I am relying on the compareGroups
package to do some comparisons after a pipe-chain. When subsetting the final results, the call to [
triggers a call to update
(both in their bespoke compareGroups
-versions) which leads to a scoping problem.
Try this:
library(tidyverse)
# install.packages("compareGroups")
library(compareGroups)
get_data <- function() return(mtcars)
assign_group <- function(df) {
n <- nrow(df)
df$group <- rbinom(n, 1, 0.5)
return(df)
}
get_results <- function(){
get_data() %>% assign_group %>% compareGroups(group ~ ., data = .)
}
res <- get_results()
# all the above works, but the following triggers the error:
res["mpg"]
This leads to the following error:
Error in compareGroups(formula = group ~ mpg, data = .) : object '.' not found
The relevant (abbreviated) traceback is this:
compareGroups(formula = group ~ mpg, data = .)
eval(call, parent.frame())
update.compareGroups(x, formula = group ~ mpg)
update(x, formula = group ~ mpg) at <text>#1
eval(parse(text = cmd))
`[.compareGroups`(res, "mpg")
res["mpg"]
So, my understanding is that that the dot-notation in the dplyr
pipe-chain prevents the update-call to find the dataframe, which is stored as .
in the call.

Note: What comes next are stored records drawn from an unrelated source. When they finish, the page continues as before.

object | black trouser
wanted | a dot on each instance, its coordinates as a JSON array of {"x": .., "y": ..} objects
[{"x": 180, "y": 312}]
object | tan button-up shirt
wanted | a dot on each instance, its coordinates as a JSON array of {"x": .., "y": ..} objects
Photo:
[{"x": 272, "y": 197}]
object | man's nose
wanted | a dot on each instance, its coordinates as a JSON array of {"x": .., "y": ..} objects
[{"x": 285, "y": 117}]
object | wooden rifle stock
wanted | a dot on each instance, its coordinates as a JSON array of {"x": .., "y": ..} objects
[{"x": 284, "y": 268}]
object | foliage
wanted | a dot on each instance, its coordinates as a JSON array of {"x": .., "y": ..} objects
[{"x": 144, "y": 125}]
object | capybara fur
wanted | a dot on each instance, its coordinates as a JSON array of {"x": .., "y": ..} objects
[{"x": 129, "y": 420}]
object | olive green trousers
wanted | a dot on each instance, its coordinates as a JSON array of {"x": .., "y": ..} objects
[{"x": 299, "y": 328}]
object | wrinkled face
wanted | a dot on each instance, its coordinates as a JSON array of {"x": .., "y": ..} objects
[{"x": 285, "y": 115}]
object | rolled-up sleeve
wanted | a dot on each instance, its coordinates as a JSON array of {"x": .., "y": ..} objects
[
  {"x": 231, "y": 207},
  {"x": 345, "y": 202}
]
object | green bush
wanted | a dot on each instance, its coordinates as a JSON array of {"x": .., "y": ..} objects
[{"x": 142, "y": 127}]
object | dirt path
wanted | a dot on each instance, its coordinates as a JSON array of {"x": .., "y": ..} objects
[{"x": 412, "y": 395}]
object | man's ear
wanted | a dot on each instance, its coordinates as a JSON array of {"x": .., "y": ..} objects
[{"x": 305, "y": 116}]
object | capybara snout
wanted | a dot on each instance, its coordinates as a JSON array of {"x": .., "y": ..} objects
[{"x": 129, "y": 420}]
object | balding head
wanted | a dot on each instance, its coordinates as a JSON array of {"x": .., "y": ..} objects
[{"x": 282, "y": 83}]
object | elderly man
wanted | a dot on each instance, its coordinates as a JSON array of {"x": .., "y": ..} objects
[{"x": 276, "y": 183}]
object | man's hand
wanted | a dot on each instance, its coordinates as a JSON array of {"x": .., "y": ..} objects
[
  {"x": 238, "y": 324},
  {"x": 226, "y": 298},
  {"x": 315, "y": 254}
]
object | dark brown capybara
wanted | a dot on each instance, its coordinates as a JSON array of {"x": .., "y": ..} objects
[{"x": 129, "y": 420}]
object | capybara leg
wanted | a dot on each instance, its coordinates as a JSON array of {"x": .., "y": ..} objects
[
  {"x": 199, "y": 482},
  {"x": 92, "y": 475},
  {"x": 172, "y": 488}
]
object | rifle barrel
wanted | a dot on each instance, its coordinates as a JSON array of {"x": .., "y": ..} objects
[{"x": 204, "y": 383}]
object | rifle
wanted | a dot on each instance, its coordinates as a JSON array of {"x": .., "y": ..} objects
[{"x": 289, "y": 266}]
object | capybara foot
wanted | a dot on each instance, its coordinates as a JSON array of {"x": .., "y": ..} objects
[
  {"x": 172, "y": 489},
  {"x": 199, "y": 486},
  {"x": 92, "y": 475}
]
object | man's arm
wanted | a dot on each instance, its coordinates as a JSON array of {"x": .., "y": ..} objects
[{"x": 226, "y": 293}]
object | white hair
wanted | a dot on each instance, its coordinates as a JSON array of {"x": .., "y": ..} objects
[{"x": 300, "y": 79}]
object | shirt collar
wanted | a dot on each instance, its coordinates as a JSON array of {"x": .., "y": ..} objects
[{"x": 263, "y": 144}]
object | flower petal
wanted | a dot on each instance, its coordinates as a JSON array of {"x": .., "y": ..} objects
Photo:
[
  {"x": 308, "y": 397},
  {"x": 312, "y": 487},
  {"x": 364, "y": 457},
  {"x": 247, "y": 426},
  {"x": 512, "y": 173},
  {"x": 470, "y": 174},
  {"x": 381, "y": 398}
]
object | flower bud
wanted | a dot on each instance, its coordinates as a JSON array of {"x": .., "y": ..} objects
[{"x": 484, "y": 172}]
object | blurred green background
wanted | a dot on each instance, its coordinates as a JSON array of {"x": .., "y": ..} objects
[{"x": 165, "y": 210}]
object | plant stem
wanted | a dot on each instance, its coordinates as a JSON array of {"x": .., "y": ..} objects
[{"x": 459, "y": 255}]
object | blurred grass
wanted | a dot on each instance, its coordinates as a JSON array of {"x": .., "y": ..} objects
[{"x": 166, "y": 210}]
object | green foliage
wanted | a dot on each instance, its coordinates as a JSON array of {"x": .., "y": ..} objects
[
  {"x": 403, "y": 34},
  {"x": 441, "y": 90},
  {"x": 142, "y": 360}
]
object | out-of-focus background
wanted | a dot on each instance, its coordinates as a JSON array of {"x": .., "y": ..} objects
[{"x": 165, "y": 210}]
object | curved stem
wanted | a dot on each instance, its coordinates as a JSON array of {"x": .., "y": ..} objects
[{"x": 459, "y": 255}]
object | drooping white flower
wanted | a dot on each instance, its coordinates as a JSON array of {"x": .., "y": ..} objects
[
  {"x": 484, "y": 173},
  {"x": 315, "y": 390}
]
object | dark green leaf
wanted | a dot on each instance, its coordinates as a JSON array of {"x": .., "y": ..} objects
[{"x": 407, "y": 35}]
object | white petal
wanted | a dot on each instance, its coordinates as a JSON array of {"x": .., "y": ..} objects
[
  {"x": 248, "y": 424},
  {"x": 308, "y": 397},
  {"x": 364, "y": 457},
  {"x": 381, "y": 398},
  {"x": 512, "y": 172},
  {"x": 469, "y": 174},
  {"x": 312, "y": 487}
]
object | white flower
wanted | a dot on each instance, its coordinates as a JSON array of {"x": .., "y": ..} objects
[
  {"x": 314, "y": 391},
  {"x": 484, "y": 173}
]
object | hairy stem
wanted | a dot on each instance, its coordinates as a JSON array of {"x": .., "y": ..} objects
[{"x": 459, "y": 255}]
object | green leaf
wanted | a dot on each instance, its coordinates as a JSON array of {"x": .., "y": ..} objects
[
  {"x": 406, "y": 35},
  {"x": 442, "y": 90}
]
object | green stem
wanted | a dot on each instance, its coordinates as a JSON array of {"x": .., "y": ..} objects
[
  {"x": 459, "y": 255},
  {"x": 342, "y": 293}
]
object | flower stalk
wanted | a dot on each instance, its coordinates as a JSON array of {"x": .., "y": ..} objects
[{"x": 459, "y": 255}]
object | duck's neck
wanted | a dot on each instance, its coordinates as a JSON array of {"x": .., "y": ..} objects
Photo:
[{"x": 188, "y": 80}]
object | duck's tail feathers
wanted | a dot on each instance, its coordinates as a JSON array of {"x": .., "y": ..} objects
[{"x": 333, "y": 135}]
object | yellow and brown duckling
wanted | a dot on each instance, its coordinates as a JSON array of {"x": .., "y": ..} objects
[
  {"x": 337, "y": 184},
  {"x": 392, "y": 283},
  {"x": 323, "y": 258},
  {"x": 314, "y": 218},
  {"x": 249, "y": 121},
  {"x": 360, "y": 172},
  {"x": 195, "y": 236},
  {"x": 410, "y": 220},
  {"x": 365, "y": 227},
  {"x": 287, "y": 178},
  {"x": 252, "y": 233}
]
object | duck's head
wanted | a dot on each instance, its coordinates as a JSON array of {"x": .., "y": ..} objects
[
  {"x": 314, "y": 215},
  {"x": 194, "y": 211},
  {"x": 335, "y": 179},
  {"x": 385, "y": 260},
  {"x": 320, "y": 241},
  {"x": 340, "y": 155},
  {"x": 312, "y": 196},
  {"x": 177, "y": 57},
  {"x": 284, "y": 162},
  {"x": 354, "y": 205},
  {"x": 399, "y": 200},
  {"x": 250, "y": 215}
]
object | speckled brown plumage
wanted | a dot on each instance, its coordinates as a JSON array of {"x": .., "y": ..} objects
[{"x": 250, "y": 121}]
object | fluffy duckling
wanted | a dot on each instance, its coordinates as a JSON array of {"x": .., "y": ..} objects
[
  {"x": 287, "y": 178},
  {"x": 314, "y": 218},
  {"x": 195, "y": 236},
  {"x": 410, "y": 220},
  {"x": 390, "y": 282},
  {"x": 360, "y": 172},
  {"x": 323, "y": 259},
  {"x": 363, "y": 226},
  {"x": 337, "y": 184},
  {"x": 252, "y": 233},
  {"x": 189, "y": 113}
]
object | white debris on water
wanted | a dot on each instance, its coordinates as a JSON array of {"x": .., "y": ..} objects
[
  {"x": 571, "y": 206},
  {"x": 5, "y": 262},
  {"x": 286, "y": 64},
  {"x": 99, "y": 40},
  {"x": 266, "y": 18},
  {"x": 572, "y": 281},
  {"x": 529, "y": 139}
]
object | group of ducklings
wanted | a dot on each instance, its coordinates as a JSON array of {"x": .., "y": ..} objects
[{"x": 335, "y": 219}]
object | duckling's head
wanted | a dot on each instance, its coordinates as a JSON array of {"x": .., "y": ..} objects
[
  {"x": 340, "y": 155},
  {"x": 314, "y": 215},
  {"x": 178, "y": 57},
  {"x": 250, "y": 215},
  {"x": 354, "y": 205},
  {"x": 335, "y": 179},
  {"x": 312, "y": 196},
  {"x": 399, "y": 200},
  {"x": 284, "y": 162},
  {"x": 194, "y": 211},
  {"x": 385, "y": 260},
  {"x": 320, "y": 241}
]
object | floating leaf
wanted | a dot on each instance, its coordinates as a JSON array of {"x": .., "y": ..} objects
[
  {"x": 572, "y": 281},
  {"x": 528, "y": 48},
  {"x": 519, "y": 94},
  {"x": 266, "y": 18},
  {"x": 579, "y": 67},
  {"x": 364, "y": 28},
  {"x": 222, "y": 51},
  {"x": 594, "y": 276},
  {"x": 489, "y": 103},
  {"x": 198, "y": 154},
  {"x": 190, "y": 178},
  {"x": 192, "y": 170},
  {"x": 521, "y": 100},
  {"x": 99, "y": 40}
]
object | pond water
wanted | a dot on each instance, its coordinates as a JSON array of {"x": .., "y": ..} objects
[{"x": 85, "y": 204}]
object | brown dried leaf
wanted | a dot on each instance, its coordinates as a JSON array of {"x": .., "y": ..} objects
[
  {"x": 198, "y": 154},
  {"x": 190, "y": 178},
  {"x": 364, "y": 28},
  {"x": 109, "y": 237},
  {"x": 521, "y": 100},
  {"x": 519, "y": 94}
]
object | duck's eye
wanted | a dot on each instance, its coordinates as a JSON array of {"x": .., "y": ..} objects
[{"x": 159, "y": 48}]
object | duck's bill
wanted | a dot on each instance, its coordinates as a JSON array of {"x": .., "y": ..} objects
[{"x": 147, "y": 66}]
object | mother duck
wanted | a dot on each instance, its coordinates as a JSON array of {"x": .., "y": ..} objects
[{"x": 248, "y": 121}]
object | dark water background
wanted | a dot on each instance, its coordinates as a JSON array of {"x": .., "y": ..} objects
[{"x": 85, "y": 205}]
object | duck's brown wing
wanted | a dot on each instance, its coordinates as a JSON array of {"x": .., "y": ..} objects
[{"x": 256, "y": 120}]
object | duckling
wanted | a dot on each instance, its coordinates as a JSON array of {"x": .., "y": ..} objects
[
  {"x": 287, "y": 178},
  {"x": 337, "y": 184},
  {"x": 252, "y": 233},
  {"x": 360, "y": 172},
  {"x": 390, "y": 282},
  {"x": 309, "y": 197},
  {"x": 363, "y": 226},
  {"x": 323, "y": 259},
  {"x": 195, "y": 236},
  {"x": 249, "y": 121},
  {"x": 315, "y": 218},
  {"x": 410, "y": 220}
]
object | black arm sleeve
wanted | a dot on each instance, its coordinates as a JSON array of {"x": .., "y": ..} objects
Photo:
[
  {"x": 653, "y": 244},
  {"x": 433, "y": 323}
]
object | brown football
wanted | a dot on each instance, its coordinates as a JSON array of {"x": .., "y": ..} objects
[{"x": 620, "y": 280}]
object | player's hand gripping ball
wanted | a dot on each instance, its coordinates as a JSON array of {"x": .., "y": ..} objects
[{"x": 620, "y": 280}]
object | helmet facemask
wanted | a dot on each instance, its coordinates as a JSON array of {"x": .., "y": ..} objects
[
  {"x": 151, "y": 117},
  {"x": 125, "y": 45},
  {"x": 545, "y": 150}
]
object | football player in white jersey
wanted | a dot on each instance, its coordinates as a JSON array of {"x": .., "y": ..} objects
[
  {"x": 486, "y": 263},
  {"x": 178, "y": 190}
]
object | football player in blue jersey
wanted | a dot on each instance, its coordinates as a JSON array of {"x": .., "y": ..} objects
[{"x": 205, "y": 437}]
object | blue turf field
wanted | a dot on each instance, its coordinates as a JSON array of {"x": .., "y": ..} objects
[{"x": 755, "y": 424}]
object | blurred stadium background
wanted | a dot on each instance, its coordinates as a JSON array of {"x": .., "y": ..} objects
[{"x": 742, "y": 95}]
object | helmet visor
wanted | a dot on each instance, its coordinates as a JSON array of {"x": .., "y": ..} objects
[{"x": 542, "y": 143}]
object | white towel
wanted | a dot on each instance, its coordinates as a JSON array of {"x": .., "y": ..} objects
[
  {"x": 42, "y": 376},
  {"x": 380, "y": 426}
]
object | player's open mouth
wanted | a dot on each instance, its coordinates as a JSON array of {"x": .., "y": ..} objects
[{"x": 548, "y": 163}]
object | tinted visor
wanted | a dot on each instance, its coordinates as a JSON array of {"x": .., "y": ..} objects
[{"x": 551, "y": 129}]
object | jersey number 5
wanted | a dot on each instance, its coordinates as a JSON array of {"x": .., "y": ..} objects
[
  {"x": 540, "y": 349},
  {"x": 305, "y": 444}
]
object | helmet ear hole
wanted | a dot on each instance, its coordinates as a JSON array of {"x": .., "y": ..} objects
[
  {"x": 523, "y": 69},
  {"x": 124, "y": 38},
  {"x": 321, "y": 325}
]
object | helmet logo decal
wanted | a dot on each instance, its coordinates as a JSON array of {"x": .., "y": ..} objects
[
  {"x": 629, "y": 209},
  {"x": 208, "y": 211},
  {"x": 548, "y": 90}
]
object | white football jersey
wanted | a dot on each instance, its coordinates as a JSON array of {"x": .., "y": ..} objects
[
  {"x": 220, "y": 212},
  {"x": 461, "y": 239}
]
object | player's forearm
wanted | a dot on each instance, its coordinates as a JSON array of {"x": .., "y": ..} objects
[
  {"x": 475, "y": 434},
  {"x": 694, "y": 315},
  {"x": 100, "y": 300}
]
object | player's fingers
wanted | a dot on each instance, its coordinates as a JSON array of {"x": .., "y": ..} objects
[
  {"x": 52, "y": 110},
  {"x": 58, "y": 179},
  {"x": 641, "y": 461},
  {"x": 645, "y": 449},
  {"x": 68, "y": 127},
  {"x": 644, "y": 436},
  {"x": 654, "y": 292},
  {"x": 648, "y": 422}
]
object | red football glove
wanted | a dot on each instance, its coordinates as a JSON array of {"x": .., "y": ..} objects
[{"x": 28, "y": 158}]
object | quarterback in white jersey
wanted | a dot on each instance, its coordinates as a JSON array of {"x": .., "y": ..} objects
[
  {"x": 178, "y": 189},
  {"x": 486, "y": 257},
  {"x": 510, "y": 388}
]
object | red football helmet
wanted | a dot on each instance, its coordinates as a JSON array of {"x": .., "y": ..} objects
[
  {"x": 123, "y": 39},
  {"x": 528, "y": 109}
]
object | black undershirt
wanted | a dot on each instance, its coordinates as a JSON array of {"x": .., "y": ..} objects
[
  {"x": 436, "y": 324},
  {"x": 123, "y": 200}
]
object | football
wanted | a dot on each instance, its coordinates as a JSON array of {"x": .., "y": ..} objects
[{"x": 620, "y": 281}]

So, the error makes sense as neither .
is not the name of the dataframe, nor available outside of the scope of the function get_results
(though the main issue is the .
). One obvious way of avoiding this error is by fixing the update.compareGroups
function - I don't think we need another call to the package to redo all calculations when I simply want to retrieve individual results (which have already been calculated).
However, this is a more general issue with the .
notation of dplyr
and the fact it is stored in the call. This problem seems general enough so that I would imagine someone has encountered it before, and has found a more general solution?